# Creative Zen Vision:M Problem - Missing Tracks



## !Fugazi (May 14, 2007)

Had to reset my Zen Vision yesterday after it crashed, unfortunately I was out all day and could only reset it several hours later. When I did restart it I appear to have lost a load of albums, containing around 3,000 tracks, plus all my photos and videos.

Despite losing all this data I only have 755mb of space left on the player, so god knows where all the deleted stuff is.

Also, whenever I try to transfer music onto the player and it won't let me, comes up with the "player is already in use or not connected" message everytime I try to connect.

Can anyone help? Is it knackered?


----------



## TomServo0 (Jul 5, 2007)

I came in to ask the same question. Mine is definitely connected because it's charging through the laptop. Also, it says there is only one song on the drive but the Music Library lists all the stuff I had before the reset.


----------



## jacjarmir (Jul 18, 2007)

I am also posting because of the same issue. My Vision M crashed today also, however I have not been able to get it back up and running yet. When I connect it to my lap top it starts charging but then just freezes up again.
HELP!!!
Lisa:


----------



## Evales (Apr 26, 2008)

This appears to be more of a problem then I previously thought. The same thing happened to mine, it can still charge but you can add anything new, all your photos are deleted plus videos and only some of your music remains. I can't remember if this happened straight away but every time you turn in on it has to rebuild (unless you've turned it on recently). Sometimes it rebuilds with 1900 songs sometimes with 3200. I'm going to give some advise to anyone out there with this problem.

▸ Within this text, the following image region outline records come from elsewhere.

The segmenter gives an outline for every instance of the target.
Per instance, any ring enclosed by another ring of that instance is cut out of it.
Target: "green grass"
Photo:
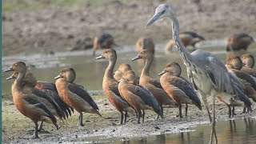
[[[102,0],[2,0],[2,11],[33,10],[50,6],[70,6],[83,3],[100,3]]]

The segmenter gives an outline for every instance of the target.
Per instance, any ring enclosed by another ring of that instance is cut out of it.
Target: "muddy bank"
[[[130,114],[127,123],[118,125],[119,113],[102,95],[94,95],[93,98],[99,106],[102,117],[85,114],[84,127],[78,127],[78,114],[74,113],[68,119],[61,122],[59,130],[50,124],[44,125],[44,131],[39,132],[40,139],[30,139],[34,129],[34,123],[22,115],[14,106],[10,96],[4,96],[2,101],[2,142],[3,143],[27,142],[82,142],[90,137],[145,137],[152,134],[180,133],[190,130],[197,125],[209,123],[206,111],[198,110],[195,106],[189,106],[188,118],[179,118],[178,108],[165,108],[163,119],[154,120],[155,114],[146,110],[145,123],[137,124],[135,115]],[[256,113],[240,114],[242,108],[236,108],[238,115],[235,118],[255,117]],[[228,120],[227,107],[217,103],[217,121]]]
[[[254,0],[17,2],[3,1],[3,56],[66,51],[101,32],[113,34],[120,46],[134,45],[142,36],[166,42],[171,38],[170,22],[144,28],[159,3],[172,5],[181,31],[197,31],[206,39],[238,32],[256,36]]]

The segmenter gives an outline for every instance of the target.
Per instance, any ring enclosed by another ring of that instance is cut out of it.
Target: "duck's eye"
[[[165,12],[166,12],[166,10],[162,10],[162,11],[161,12],[161,14],[163,14]]]

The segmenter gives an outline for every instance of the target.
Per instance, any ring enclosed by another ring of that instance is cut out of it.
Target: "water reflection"
[[[218,143],[225,144],[253,144],[256,143],[255,119],[230,119],[217,122],[216,130]],[[198,126],[194,131],[181,132],[178,134],[163,134],[143,138],[110,138],[100,142],[112,142],[111,143],[208,143],[210,141],[210,126]],[[90,138],[89,138],[90,139]],[[89,142],[88,138],[86,141]]]

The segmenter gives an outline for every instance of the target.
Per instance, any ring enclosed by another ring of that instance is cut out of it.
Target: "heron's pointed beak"
[[[119,81],[118,82],[118,83],[120,83],[122,80],[123,80],[123,78],[122,78],[121,79],[119,79]]]
[[[100,55],[100,56],[95,58],[95,60],[97,60],[97,59],[102,59],[102,58],[105,58],[105,57],[103,57],[102,55]]]
[[[14,71],[14,70],[13,68],[10,67],[9,69],[3,70],[3,72],[9,72],[9,71]]]
[[[55,77],[54,79],[58,79],[58,78],[62,78],[62,76],[59,74],[57,77]]]
[[[142,58],[142,57],[141,57],[140,55],[137,55],[136,57],[134,57],[134,58],[132,59],[132,61],[135,61],[135,60],[140,59],[140,58]]]
[[[6,78],[6,80],[10,80],[10,79],[14,79],[14,78],[16,78],[16,77],[11,75],[11,76]]]
[[[162,74],[166,74],[166,72],[167,72],[166,70],[163,70],[158,74],[158,76],[162,75]]]
[[[157,14],[154,14],[153,15],[153,17],[149,20],[149,22],[146,22],[146,24],[145,25],[145,26],[150,26],[152,23],[154,23],[154,22],[156,22],[158,19],[159,19],[161,16],[161,14],[160,13],[157,13]]]

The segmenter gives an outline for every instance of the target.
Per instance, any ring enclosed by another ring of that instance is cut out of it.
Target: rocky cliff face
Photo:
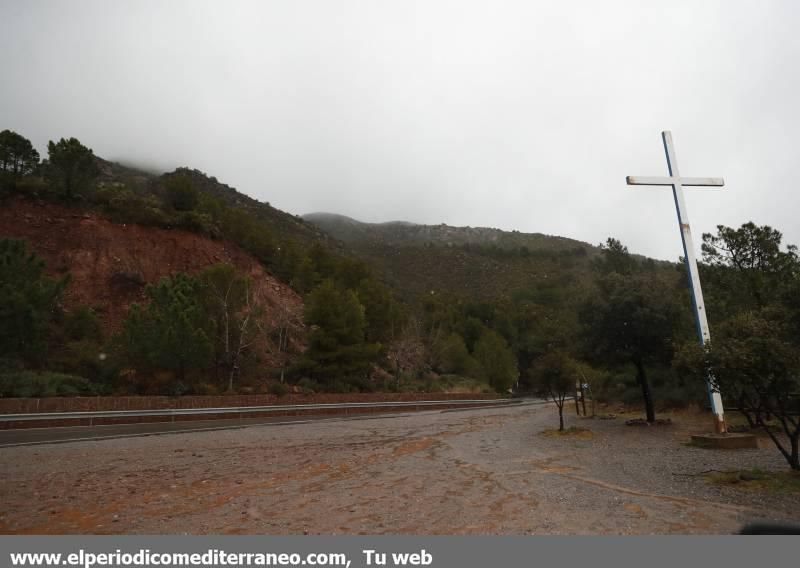
[[[147,284],[221,262],[250,276],[268,318],[302,321],[302,299],[232,243],[186,231],[115,224],[94,213],[26,200],[4,203],[1,237],[26,239],[51,274],[69,273],[65,308],[93,308],[106,332],[121,327],[130,305],[144,299]]]

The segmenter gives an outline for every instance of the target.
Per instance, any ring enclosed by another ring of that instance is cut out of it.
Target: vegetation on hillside
[[[579,380],[599,400],[643,404],[652,422],[659,407],[702,404],[711,372],[726,402],[799,467],[800,260],[771,227],[704,235],[714,343],[701,350],[682,265],[637,257],[615,239],[590,247],[493,229],[348,222],[340,234],[348,253],[195,170],[143,174],[99,160],[74,138],[51,142],[38,160],[23,137],[0,133],[6,196],[233,241],[304,295],[307,349],[286,357],[288,328],[268,323],[275,318],[252,283],[229,266],[150,283],[122,332],[103,337],[88,307],[61,307],[66,280],[47,277],[24,243],[4,240],[3,395],[232,391],[265,377],[336,391],[464,380],[545,394],[563,411]],[[280,369],[264,367],[259,341],[280,354]],[[776,421],[780,436],[771,433]]]

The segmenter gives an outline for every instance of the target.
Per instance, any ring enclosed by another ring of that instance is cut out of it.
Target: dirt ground
[[[551,405],[0,450],[0,532],[693,534],[800,521],[800,495],[710,485],[784,471],[777,450],[705,450],[697,415],[542,434]]]

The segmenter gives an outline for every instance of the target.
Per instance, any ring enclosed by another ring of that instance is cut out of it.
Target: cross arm
[[[625,178],[628,185],[690,185],[699,187],[722,187],[725,180],[722,178],[684,178],[684,177],[647,177],[628,176]]]

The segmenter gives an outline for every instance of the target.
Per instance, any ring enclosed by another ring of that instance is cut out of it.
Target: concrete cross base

DO NOT let your battery on the vision M run done to nil. Because it is very hard to get it working again if this is a problem that you have. 

I think that the Vision M's hard drive has quite a few problem's I've gone through 3 vision M's. They're great when they work. I'm thinking of upgrading to the flash based new creative zen.


----------



## GreatKeroBerous (Jul 9, 2008)

I am also having this problem, how did you fix it? I went to the creative website and they didn't want to help because my warranty was gone. I could really use your help.


----------



## Evales (Apr 26, 2008)

You can't fix it. All of those who are hoping that is the case abandon hope now. Or find your warranty quick. The fact is hardrive based MP3 Players such as the Creative Zen Vision and the iPod Classic are not built for casual everyday use. 
How many MP3 player do we go through a year? How many of your USB's have broken? Flash drive (like USB) is what you should buy now.
For those who like Creative (and who doesn't, aside from the hardrive problems they are great) the new Zen on the market is only flash based. Creative, noticing the error of their ways have removed hardrive. 

Whereas Apple will continue to milk you for all your worth as their products live long enough to last the warrenty.


----------